The CC had ordered that the divestment process should start on 19 October 2011 at the latest, but while BAA’s appeal is likely to delay this timetable further, the CAT will be under pressure to hear the review promptly given the long delay already since the original CC divestment order following its March 2009 report. Potential bidders will eagerly await the outcome of the appeal, and in particular whether, as BAA has requested, the CAT will order a suspension of the sale timetable while the appeal is heard.
The substance of the appeal relates to BAA’s attempt to convince the CC, prior to its 19 July decision, that there had been material changes of circumstances since the CC’s original March 2009 report meaning that the divestment of Stansted was no longer proportionate and appropriate.
Although the CC rejected all of BAA’s arguments, BAA is now asking the CAT to find that the CC’s assessment was flawed and/or irrational in not recognising a “material change in circumstances” and maintaining the divestment order despite three factors:
- the government’s decision not to expand runway capacity at London airports;
- the significant fall in the level of Stansted’s profitability; and
- the impact of these on the possibility of common ownership of Heathrow and Stansted giving rise to an adverse effect on competition.
In the alternative, BAA is challenging the proportionality of the divestiture remedy and its timing and sequencing given the current economic climate and the potential damage to BAA and its shareholders in ordering the divestment of Stansted within a short specified period.
This latest chapter follows on from the Supreme Court refusing BAA leave to appeal the Court of Appeal’s judgment of last year which restored in full the CC’s 2009 Report. That in turn followed BAA’s initial success before the CAT in having the CC Report overturned on grounds of bias. Please see our previous updates for more details of these previous developments.
Now the CAT will again have to make a decision on whether to endorse the CC’s controversial decision.
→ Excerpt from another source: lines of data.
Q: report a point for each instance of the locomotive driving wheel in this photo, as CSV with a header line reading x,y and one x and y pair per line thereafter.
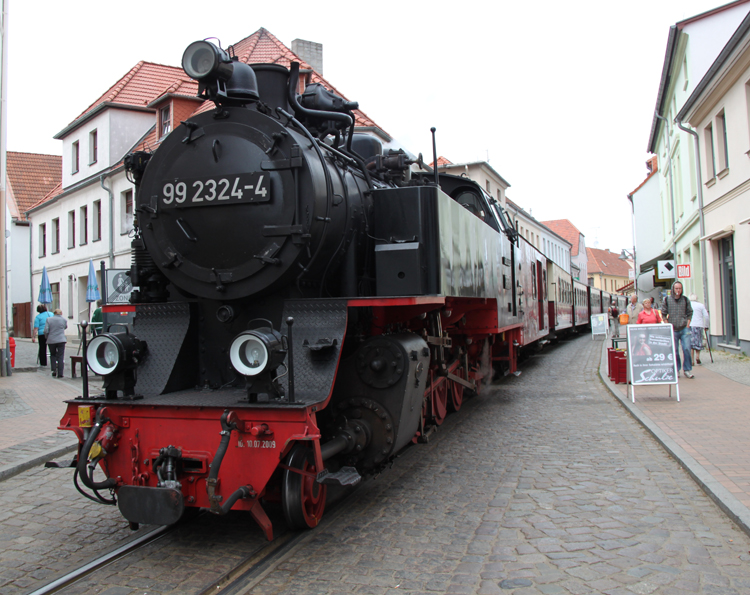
x,y
303,498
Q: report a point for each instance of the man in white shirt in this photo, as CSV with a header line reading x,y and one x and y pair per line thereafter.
x,y
698,322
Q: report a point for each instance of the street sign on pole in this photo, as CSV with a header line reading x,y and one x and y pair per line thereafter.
x,y
665,269
683,271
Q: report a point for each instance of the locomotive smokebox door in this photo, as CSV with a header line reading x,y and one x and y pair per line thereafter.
x,y
398,269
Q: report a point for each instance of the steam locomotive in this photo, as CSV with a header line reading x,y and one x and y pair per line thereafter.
x,y
308,304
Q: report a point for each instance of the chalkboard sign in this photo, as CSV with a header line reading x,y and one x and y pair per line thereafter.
x,y
651,356
599,324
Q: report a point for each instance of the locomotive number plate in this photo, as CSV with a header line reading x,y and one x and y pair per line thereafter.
x,y
200,192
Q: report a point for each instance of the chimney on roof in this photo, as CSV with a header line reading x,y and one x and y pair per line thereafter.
x,y
310,52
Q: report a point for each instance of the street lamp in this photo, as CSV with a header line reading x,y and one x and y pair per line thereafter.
x,y
627,255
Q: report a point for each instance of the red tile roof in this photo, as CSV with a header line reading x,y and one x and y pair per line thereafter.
x,y
566,230
263,47
145,82
30,177
652,165
606,263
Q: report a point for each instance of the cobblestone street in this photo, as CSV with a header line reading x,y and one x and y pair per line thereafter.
x,y
544,484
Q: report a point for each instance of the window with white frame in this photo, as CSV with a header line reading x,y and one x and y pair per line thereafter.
x,y
83,237
71,229
722,148
93,147
97,221
708,139
42,240
126,211
55,248
165,121
74,156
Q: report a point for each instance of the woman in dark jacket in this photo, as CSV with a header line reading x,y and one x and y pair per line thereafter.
x,y
54,329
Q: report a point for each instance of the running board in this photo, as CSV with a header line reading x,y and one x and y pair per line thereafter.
x,y
346,476
467,383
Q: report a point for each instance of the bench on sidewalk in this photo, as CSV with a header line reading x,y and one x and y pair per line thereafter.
x,y
74,360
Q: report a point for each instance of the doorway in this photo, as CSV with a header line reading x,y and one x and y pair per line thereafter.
x,y
728,294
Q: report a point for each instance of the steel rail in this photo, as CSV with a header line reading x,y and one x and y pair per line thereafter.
x,y
98,563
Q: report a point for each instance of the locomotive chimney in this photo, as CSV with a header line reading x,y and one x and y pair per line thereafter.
x,y
310,52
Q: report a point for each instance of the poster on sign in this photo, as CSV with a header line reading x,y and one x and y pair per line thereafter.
x,y
651,355
599,325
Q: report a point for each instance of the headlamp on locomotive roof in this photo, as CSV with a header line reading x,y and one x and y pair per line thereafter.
x,y
223,77
256,351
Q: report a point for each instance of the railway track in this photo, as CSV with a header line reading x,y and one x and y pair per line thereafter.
x,y
259,559
72,577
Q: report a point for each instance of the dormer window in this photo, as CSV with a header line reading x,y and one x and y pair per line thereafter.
x,y
165,122
75,154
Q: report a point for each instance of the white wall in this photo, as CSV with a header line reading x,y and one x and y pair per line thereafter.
x,y
117,131
70,266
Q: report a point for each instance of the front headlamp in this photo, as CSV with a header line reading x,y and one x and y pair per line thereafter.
x,y
253,352
109,352
202,59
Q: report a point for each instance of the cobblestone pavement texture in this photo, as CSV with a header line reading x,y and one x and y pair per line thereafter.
x,y
711,420
31,405
543,484
734,366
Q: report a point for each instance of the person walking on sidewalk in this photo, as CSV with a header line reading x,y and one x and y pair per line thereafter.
x,y
677,311
649,315
39,321
54,329
633,309
697,324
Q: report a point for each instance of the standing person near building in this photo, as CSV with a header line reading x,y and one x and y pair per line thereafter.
x,y
677,311
54,329
633,309
96,319
39,321
648,315
698,322
614,314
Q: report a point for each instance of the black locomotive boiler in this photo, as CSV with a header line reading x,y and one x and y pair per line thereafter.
x,y
307,305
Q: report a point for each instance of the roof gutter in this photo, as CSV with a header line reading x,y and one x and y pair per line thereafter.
x,y
671,184
674,35
694,134
111,222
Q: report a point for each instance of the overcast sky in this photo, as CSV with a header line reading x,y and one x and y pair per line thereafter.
x,y
557,96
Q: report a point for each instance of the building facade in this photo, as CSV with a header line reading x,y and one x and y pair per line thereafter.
x,y
608,272
718,111
578,257
692,46
89,216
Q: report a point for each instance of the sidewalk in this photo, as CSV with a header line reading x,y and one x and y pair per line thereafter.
x,y
707,431
31,405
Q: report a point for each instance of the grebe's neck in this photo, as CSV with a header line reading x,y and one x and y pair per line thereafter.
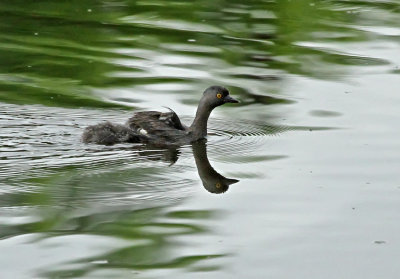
x,y
199,125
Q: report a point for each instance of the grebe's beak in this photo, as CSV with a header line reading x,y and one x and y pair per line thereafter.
x,y
229,99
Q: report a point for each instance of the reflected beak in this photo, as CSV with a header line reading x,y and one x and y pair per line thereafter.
x,y
229,99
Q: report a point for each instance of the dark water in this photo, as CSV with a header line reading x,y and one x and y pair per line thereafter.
x,y
314,143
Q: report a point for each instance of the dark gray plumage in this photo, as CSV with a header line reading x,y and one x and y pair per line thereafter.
x,y
160,128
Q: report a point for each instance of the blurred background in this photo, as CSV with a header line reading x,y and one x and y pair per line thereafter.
x,y
314,143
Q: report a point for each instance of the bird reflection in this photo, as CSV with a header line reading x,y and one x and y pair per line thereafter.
x,y
213,182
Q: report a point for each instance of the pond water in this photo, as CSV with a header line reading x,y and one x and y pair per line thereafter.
x,y
312,151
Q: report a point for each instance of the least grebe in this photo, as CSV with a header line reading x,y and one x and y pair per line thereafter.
x,y
160,128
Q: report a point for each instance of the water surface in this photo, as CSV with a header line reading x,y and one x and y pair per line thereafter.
x,y
313,147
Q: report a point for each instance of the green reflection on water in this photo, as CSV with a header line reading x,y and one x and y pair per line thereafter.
x,y
109,54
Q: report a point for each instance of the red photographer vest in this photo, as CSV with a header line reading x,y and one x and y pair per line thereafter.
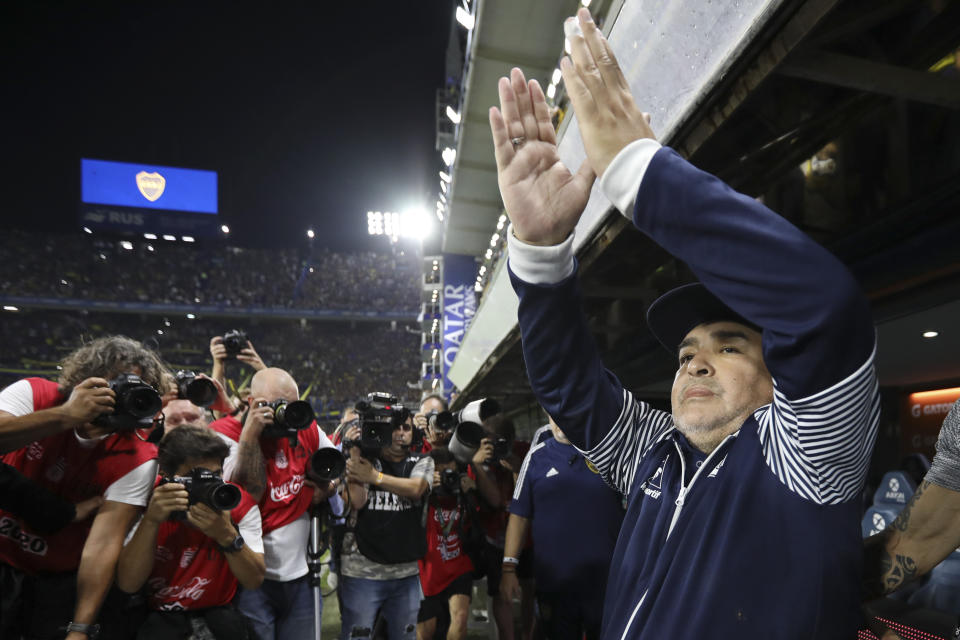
x,y
72,471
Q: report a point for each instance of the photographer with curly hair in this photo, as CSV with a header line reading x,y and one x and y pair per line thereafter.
x,y
76,439
190,555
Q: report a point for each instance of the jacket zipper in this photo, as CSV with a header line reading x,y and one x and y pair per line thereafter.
x,y
681,497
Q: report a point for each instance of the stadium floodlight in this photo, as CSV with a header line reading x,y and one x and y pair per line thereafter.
x,y
415,223
375,223
465,18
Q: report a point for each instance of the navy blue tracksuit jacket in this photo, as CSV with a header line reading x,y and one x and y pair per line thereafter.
x,y
761,538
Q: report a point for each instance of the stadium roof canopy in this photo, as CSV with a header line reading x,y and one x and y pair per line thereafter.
x,y
507,34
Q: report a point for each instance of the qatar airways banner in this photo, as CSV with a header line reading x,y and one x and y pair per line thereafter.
x,y
459,307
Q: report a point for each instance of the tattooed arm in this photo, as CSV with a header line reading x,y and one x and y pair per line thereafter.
x,y
251,469
925,532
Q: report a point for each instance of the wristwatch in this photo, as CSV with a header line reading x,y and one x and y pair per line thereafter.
x,y
91,630
234,546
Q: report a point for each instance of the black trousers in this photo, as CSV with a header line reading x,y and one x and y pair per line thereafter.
x,y
568,616
39,607
225,623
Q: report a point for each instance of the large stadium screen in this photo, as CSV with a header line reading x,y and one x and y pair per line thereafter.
x,y
122,196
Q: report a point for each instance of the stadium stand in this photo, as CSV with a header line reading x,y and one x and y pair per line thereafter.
x,y
89,267
336,362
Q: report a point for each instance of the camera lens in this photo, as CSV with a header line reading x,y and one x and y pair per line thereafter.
x,y
296,415
141,402
224,497
201,392
326,464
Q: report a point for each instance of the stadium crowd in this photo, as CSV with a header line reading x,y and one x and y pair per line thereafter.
x,y
733,515
88,267
331,360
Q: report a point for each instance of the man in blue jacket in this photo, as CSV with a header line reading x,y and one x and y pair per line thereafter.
x,y
743,508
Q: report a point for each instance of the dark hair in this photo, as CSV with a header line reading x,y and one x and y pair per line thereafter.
x,y
108,357
189,442
441,455
436,396
501,425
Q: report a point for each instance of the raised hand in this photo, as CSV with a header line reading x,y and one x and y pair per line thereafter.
x,y
259,417
544,200
89,399
166,499
607,115
217,349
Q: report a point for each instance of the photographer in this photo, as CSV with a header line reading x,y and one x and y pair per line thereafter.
x,y
190,554
573,547
426,419
493,467
237,347
446,571
79,448
269,459
385,530
191,399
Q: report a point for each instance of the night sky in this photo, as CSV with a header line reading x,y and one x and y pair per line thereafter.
x,y
311,113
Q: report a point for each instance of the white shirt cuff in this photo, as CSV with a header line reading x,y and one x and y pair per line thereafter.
x,y
621,181
540,265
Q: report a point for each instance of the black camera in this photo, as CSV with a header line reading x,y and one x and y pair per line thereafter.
x,y
289,418
379,415
206,487
441,420
135,406
501,450
200,391
326,464
234,342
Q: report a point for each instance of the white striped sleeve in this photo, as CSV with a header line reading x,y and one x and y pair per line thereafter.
x,y
819,447
617,454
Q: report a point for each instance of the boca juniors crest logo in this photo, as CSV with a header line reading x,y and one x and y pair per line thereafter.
x,y
151,185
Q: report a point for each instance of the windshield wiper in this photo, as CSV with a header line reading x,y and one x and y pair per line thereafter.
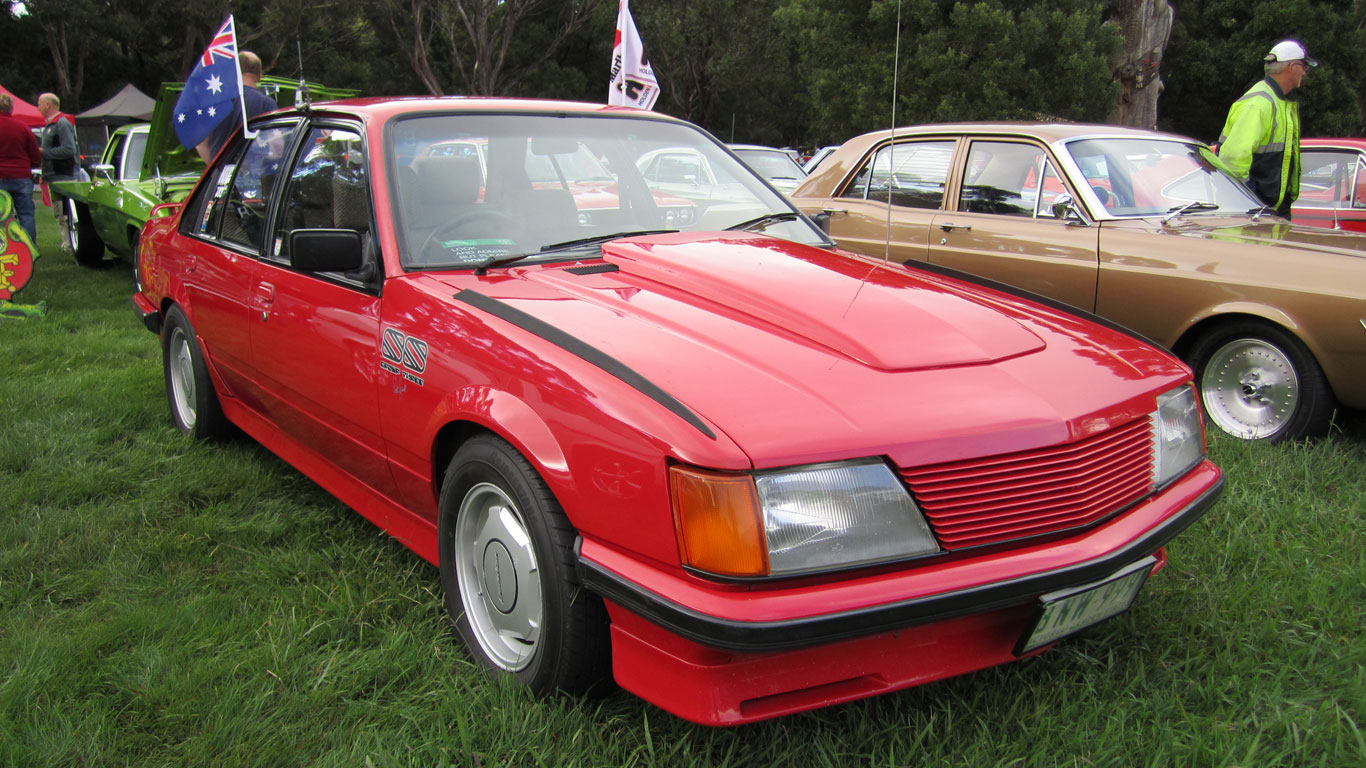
x,y
765,219
1193,205
482,268
596,239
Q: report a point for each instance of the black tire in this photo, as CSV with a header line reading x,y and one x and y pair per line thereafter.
x,y
194,403
1260,383
515,599
81,237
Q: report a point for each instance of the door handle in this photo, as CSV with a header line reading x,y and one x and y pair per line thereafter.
x,y
265,297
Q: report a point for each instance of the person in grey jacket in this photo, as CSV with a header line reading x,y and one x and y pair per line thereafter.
x,y
59,149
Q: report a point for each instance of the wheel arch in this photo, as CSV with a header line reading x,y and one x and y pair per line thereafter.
x,y
482,410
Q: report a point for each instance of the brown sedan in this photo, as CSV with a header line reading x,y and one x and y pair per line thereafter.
x,y
1139,227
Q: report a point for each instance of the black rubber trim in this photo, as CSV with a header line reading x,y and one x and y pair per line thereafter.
x,y
150,320
593,268
816,630
585,351
1030,295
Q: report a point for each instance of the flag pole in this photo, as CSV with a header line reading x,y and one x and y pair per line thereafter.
x,y
237,62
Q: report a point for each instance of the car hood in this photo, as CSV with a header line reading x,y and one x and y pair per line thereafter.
x,y
762,338
1266,231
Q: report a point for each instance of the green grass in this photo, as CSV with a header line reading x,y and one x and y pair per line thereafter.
x,y
167,603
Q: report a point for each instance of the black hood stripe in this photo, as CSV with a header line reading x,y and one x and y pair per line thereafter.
x,y
583,350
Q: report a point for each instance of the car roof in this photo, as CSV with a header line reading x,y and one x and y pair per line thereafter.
x,y
383,108
1044,130
1344,142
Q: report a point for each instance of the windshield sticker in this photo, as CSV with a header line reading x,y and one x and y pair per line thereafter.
x,y
478,252
403,355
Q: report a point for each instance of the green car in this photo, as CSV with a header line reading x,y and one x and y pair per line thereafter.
x,y
108,211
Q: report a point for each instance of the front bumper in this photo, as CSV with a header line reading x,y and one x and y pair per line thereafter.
x,y
732,656
148,313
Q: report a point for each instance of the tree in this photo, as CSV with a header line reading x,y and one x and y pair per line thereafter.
x,y
467,41
1146,26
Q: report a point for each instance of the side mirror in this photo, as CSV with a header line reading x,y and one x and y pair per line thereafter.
x,y
1066,209
325,250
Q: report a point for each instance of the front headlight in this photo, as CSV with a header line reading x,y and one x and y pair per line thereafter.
x,y
795,521
1178,435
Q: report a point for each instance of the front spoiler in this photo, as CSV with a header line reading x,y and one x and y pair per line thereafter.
x,y
816,630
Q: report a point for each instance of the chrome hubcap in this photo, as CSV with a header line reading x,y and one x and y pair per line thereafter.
x,y
182,377
1250,388
500,581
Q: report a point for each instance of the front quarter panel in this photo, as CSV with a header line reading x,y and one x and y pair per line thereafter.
x,y
601,446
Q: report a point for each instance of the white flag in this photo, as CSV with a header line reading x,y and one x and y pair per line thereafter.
x,y
633,78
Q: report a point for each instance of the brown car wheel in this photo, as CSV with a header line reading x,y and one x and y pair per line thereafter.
x,y
1260,383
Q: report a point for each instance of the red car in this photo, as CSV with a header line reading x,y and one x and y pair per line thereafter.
x,y
739,472
1332,183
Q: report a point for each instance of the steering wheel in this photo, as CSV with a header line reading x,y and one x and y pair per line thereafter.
x,y
497,222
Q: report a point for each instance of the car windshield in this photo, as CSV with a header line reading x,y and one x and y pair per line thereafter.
x,y
771,163
1144,176
478,190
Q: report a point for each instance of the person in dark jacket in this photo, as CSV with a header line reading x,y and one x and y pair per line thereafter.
x,y
18,157
257,103
59,149
1260,141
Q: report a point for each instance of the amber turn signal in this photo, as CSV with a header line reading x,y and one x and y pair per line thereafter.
x,y
719,522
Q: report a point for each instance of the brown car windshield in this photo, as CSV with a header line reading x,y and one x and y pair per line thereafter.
x,y
1156,176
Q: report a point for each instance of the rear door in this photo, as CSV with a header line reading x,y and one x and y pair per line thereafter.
x,y
888,205
1001,224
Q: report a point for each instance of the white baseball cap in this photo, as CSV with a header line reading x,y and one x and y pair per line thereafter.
x,y
1290,51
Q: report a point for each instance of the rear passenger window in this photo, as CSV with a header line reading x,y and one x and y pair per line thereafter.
x,y
253,185
907,175
327,187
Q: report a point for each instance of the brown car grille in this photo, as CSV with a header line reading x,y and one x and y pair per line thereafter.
x,y
996,499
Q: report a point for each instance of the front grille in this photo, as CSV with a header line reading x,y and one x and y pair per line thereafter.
x,y
997,499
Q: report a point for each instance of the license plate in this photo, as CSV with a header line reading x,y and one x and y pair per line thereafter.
x,y
1075,608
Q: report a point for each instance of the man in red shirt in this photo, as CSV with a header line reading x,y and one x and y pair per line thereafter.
x,y
18,157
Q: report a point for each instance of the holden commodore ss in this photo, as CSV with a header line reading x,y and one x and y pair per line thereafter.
x,y
1144,228
732,469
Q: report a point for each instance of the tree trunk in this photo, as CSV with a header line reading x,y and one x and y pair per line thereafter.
x,y
1146,26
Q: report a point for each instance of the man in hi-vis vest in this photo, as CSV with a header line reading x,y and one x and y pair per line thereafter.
x,y
1261,137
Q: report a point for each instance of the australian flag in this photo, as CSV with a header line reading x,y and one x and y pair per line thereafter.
x,y
208,94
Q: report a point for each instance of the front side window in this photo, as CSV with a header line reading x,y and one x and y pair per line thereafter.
x,y
1150,176
1327,178
909,174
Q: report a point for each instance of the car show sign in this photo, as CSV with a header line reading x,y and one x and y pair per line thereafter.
x,y
633,78
17,254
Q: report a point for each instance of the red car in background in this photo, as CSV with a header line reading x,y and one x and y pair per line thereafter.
x,y
739,472
1332,183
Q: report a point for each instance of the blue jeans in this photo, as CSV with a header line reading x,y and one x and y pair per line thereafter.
x,y
22,193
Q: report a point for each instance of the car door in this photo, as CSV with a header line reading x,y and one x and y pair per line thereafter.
x,y
223,223
1332,189
314,336
1001,224
891,201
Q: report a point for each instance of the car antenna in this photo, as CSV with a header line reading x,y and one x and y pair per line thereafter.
x,y
302,99
891,152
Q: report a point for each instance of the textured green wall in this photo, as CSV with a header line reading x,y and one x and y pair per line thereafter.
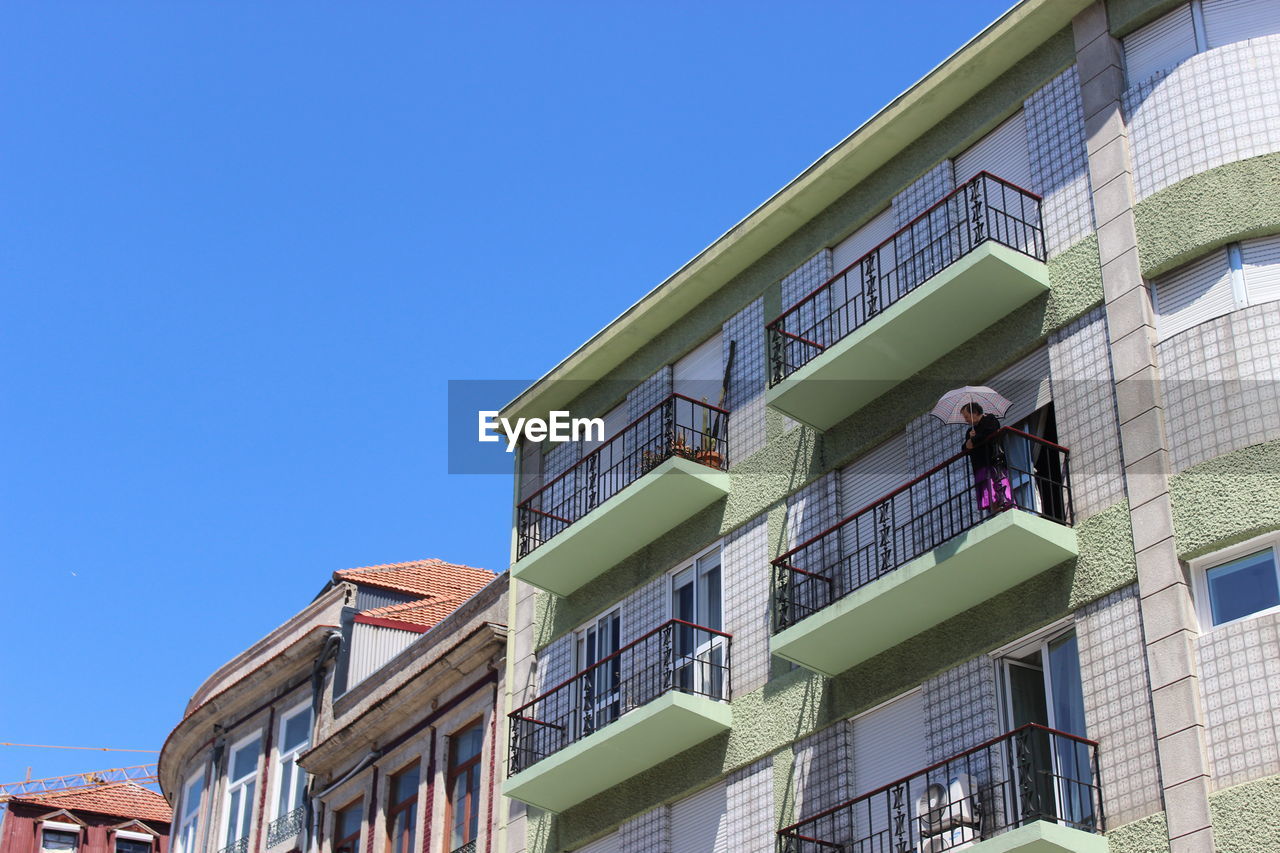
x,y
1233,201
1226,500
BAA may have concerns about being forced to sell an asset in the current climate, although given the economic instability it remains to be seen whether further delay will lead to the market improving or in fact deteriorating further.
Considering the delays that appeals have already caused to the implementation of the original CC order, the CAT may have limited appetite for a further appeal, but it will have to consider BAA’s arguments. The CAT has previously recognised that CC decisions involve a significant element of judgement and said that it will allow the CC an appropriate margin of appreciation such that it will not intervene without good reason.
However, unless the BAA appeal is dismissed as vexatious, or the CAT decides not to suspend the sale timetable while the appeal is heard - both of which seem highly unlikely - there will be some further delay to the sale process with pressure for a hearing before the CAT perhaps early next year.